Setelah menembakkan rudal dengan kecepatan sekitar dua atau tiga bulan sejak April, rudal Korea Utara diluncurkan pada bulan September, setelah sebuah roket yang melewati pulau Hokkaido utara Jepang.

“Ini tidak cukup untuk menentukan (jika peluncuran segera terjadi),” kata pemerintah Jepang kepada Reuters, Selasa (27/11).

Kantor berita Kyodo Jepang melaporkan Senin malam bahwa pemerintah Jepang waspada setelah menangkap sinyal radio tersebut, karena diprediksi peluncuran bisa dilakukan dalam beberapa hari. Laporan itu juga mengatakan bahwa sinyal tersebut mungkin terkait dengan pelatihan militer musim dingin oleh militer Korea Utara.

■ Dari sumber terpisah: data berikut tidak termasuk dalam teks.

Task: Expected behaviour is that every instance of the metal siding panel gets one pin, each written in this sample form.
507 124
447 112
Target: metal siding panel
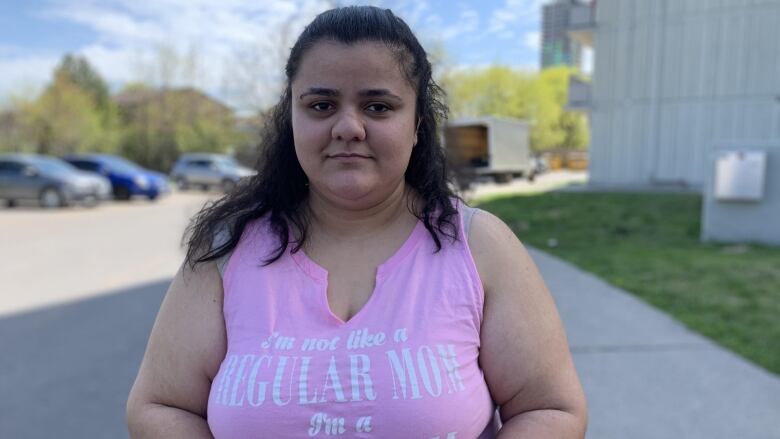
703 116
670 62
753 43
665 141
776 123
646 124
685 152
759 120
711 56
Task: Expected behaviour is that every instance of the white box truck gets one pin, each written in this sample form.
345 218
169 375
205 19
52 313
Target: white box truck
490 146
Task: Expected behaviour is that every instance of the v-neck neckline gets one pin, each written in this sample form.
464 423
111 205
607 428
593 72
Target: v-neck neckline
320 274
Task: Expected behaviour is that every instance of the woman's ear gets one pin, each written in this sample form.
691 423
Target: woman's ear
419 121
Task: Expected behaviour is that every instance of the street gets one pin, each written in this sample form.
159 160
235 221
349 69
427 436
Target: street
80 291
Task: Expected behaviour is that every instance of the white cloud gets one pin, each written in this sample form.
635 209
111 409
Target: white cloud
238 46
514 13
468 22
213 37
24 76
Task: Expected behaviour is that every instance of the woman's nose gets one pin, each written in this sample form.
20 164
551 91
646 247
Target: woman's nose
348 127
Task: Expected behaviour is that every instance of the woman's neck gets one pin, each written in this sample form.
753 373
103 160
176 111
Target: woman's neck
337 222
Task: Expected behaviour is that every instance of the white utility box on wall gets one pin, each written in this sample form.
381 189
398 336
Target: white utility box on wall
740 175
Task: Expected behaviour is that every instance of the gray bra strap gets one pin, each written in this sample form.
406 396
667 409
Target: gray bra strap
220 238
468 214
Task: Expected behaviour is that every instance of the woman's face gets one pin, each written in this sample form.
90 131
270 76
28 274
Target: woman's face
353 117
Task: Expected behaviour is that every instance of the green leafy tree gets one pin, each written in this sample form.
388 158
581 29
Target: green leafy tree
81 73
64 119
160 124
537 97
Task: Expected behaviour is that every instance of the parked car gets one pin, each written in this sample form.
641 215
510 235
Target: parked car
208 170
51 181
127 178
540 165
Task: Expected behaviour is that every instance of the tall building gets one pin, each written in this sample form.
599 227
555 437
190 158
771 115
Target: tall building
558 48
677 85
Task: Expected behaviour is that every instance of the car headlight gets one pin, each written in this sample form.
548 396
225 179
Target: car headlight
141 181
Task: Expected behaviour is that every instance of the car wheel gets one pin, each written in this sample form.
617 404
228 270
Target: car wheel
182 184
122 193
51 198
503 178
91 201
228 185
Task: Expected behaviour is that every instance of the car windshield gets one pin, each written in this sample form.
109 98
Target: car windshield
226 162
54 166
118 164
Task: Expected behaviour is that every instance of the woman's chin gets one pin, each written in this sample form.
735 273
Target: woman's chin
352 189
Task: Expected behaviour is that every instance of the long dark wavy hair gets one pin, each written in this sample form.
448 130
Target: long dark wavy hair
280 187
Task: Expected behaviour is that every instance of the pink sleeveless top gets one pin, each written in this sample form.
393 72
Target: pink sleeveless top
405 366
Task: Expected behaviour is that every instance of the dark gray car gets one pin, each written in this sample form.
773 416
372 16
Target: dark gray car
51 181
208 170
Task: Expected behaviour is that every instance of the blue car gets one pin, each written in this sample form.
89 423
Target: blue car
127 178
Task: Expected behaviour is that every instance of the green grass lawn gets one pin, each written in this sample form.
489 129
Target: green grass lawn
648 244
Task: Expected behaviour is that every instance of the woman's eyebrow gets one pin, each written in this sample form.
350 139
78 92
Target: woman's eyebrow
378 92
320 91
329 92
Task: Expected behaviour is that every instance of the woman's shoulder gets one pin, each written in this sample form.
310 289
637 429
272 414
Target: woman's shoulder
495 248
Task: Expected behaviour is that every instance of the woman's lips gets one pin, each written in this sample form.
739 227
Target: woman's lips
348 156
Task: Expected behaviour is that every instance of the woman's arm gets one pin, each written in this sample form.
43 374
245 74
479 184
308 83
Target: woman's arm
524 352
185 349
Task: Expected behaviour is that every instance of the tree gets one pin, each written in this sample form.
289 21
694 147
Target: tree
80 73
537 97
160 124
63 120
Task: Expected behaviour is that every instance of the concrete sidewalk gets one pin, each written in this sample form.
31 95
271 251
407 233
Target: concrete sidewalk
647 376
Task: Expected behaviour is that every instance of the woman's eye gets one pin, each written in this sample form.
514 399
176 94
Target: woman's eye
321 106
378 108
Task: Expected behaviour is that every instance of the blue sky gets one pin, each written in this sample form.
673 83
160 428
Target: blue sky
232 47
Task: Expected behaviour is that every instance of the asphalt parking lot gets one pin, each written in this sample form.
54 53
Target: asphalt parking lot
80 288
50 257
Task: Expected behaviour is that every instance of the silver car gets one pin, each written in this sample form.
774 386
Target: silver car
49 180
208 170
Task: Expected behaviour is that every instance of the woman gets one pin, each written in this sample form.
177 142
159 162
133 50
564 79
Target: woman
348 292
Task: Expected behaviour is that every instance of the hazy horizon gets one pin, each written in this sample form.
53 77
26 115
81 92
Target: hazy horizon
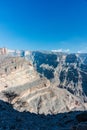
44 25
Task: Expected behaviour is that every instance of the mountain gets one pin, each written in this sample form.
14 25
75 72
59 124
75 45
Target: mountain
44 82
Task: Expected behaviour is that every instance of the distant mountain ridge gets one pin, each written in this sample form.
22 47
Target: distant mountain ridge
45 81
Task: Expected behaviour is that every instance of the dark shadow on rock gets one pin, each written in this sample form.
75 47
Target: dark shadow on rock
11 119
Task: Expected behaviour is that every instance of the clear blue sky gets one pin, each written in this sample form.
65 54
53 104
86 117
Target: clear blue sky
43 24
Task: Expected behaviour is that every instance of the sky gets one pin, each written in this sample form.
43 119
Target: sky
44 24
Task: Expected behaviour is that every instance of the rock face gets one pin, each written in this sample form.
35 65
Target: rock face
44 82
46 90
67 71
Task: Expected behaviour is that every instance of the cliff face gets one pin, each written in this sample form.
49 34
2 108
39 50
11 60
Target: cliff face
44 82
67 71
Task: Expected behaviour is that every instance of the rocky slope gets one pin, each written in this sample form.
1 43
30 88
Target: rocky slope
22 86
67 71
44 83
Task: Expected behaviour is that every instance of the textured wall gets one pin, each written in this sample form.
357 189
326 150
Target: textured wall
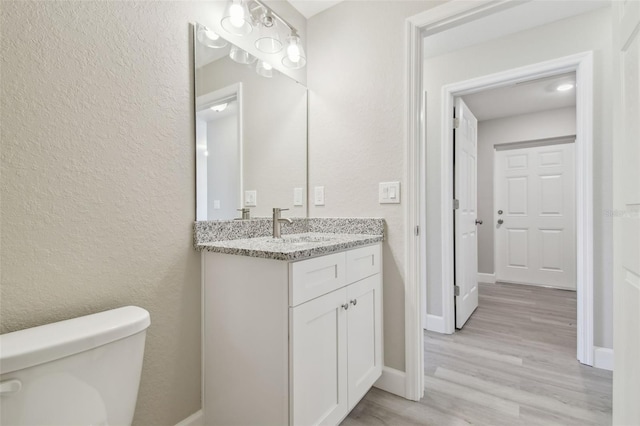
590 31
98 179
356 80
517 128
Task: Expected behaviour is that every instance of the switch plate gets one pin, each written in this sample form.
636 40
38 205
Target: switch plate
318 196
297 197
250 198
389 193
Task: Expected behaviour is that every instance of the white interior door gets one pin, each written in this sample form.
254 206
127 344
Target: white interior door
465 191
626 154
535 231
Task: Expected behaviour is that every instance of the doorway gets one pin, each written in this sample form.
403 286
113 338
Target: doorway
427 24
514 216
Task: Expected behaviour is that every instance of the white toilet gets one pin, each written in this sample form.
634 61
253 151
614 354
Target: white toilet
83 371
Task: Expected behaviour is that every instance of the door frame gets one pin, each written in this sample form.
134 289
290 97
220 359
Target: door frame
416 28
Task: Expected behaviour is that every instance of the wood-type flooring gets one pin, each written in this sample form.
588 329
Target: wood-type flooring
513 363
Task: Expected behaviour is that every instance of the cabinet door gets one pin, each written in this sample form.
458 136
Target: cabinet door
319 360
364 336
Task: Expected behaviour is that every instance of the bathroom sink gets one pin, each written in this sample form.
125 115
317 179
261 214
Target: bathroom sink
302 239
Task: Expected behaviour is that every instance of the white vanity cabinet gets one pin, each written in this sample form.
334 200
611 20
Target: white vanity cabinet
296 343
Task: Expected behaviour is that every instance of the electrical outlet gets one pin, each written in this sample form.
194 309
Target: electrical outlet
318 196
297 197
389 193
250 198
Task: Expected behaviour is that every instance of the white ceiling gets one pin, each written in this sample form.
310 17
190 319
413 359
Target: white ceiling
308 8
522 98
514 19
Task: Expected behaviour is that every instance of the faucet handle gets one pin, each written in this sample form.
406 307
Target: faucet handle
246 213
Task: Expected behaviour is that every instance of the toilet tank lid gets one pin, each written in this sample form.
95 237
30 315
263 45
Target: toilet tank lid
37 345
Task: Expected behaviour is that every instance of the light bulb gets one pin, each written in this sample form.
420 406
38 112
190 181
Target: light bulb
236 14
211 35
293 52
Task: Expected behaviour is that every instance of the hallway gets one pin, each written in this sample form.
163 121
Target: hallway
514 363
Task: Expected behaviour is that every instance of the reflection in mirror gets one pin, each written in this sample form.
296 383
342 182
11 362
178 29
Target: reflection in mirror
251 134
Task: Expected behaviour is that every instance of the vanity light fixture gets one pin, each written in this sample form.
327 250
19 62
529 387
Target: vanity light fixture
242 15
241 56
264 69
564 87
295 57
237 19
210 38
268 35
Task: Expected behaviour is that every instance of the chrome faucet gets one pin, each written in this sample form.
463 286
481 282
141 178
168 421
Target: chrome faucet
277 220
246 214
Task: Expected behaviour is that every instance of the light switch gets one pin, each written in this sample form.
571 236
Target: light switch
251 198
318 196
297 197
389 193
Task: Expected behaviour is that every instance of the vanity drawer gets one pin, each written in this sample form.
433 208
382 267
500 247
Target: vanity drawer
311 278
363 262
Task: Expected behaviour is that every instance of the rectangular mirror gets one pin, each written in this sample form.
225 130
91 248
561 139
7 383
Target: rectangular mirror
251 134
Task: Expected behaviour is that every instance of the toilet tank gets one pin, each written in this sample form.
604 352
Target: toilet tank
82 371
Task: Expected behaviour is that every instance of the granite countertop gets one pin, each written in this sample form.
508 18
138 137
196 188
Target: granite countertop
291 247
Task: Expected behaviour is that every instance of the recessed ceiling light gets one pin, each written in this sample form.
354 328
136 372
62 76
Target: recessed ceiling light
219 108
564 87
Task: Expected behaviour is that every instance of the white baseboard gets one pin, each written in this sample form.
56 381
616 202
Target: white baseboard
486 278
196 419
603 358
434 323
392 381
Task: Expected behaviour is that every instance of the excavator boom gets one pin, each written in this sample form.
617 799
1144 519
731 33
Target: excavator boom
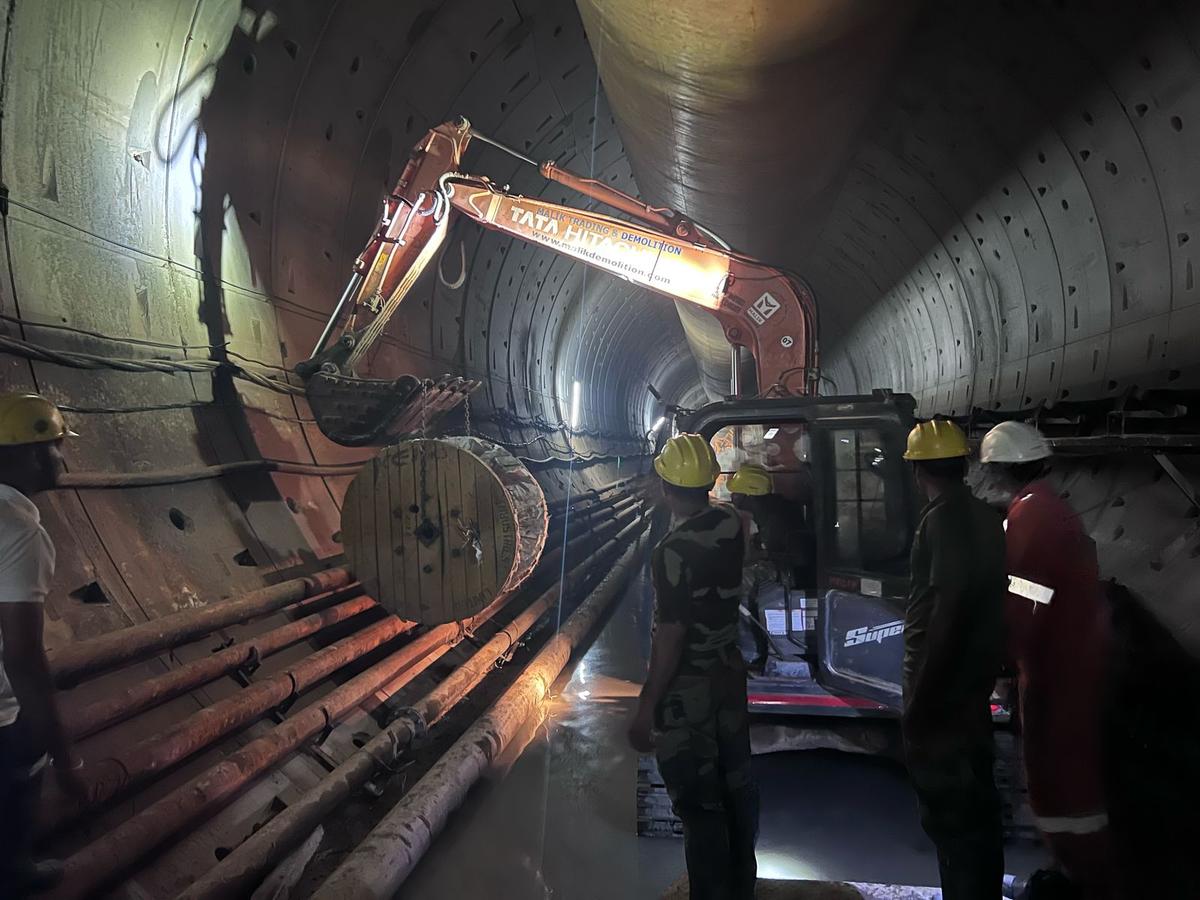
765 310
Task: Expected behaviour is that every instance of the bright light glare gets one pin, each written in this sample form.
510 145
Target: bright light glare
781 867
575 406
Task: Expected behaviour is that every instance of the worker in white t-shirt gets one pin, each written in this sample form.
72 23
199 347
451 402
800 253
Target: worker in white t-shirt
31 735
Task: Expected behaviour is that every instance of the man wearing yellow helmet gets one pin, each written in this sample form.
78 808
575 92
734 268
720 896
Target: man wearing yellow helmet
31 431
774 545
695 693
954 639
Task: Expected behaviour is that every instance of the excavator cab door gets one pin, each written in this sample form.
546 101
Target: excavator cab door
865 511
841 483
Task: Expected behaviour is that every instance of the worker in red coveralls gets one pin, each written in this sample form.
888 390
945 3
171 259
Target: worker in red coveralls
1060 641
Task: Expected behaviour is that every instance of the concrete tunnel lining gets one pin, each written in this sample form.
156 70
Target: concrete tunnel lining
199 175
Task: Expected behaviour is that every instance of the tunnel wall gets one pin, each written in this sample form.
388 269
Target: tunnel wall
1019 225
193 180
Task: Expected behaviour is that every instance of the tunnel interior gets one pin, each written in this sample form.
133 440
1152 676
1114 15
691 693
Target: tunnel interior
994 204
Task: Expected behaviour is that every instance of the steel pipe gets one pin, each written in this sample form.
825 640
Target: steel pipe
138 762
88 719
381 864
239 873
121 847
71 665
159 478
593 492
84 719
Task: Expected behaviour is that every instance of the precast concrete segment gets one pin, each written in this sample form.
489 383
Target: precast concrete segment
87 658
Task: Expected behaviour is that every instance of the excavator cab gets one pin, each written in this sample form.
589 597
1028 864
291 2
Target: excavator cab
834 616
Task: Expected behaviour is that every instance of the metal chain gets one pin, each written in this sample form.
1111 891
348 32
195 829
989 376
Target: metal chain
425 400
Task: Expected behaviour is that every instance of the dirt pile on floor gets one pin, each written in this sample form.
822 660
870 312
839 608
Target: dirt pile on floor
783 891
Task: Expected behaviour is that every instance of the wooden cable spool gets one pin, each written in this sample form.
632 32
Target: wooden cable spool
445 551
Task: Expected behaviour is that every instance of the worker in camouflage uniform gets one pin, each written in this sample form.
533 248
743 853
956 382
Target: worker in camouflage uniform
695 694
774 546
954 640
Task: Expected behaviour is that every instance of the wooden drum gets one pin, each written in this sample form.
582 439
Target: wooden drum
436 529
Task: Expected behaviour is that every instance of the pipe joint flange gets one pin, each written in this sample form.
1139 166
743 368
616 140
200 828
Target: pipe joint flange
417 724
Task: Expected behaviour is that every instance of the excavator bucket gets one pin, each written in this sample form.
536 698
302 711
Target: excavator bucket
371 412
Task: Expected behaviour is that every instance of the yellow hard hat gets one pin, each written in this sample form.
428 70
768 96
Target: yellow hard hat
688 461
30 419
751 480
939 439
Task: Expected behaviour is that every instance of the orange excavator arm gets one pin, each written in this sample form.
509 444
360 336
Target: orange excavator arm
765 310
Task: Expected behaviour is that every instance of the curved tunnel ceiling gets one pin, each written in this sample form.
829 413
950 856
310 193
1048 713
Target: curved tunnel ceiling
195 179
995 205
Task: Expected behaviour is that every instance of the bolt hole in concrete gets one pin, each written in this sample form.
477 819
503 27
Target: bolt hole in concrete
180 520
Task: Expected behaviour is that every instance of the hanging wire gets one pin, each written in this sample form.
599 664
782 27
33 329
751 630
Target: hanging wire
570 475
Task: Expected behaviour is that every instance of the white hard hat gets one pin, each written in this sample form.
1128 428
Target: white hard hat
1014 442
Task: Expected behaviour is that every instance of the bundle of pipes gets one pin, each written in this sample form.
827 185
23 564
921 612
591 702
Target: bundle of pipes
381 864
611 505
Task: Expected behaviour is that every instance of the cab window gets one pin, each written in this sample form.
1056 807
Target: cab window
871 526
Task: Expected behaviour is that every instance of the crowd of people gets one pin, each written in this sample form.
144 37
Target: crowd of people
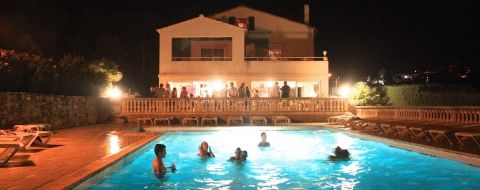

Korea Utara sedang mengejar program senjata nuklir dan misilnya, untuk menentang sanksi Dewan Keamanan PBB dan tidak merahasiakan rencananya untuk mengembangkan rudal yang mampu mencapai daratan AS. Ini telah menembakkan dua rudal ke Jepang

Kantor berita Korea Selatan Yonhap, mengutip sumber pemerintah Korea Selatan, juga melaporkan bahwa pejabat intelijen Amerika Serikat, Korea Selatan dan Jepang baru-baru ini mendeteksi tanda-tanda kemungkinan peluncuran rudal tersebut dan telah siaga lebih tinggi.

Menteri Unifikasi Korea Selatan, Cho Myoung-gyon mengatakan kepada wartawan pada hari Selasa bahwa ada pergerakan yang patut dicatat dari Korea Utara sejak peluncuran rudal terakhirnya pada pertengahan September, namun tidak ada bukti kuat adanya uji coba nuklir atau rudal lainnya.

“Korea Utara belum melakukan uji coba nuklir atau rudal baru tapi baru-baru ini kami telah melihat mereka terus-menerus menguji mesin dan melakukan uji coba bahan bakar,” kata Cho di sebuah acara media di Seoul.

“Tapi kita perlu waktu lebih lama untuk melihat apakah ini terkait langsung dengan uji coba rudal dan nuklir.”

Ditanya tentang laporan media, juru bicara Pentagon, Kolonel Robert Manning mengatakan kepada wartawan bahwa Amerika Serikat terus mengawasi Korea Utara dengan sangat teliti.

“Ini adalah upaya diplomatis yang dipimpin pada saat ini, didukung oleh pilihan militer,” katanya.

Dirinya juga mengatakan, “Republik Korea dan aliansi AS tetap kuat dan mampu melawan provokasi atau serangan Korea Utara.”

Dua sumber pemerintah AS yang akrab dengan penilaian resmi kemampuan dan aktivitas Korea Utara mengatakan, bahwa sementara mereka tidak segera mengetahui adanya intelijen baru-baru ini yang menunjukkan Korea Utara sedang mempersiapkan untuk meluncurkan tes rudal baru, pemerintah AS tidak akan terkejut jika tes tersebut dilakukan.

Pejabat intelijen AS lainnya mengatakan bahwa sebelumnya, Korea Utara telah mengirimkan tanda-tanda persiapan rudal dan nuklir yang sengaja menyesatkan, sebagian untuk menutupi persiapan nyata, dan sebagian untuk menguji intelijen AS dan sekutu dalam aktivitasnya.

Cho Korea Selatan mengatakan Korea Utara dapat mengumumkan penyelesaian program nuklirnya dalam waktu satu tahun, karena bergerak lebih cepat dari yang diperkirakan dalam mengembangkan persenjataannya.

Meski begitu, Korea Utara membela program persenjataannya sebagai pertahanan yang diperlukan melawan rencana AS untuk menyerang. Amerika Serikat, yang menempatkan 28.500 tentara di Korea Selatan, sebuah warisan perang Korea 1950-53, menolak niat tersebut.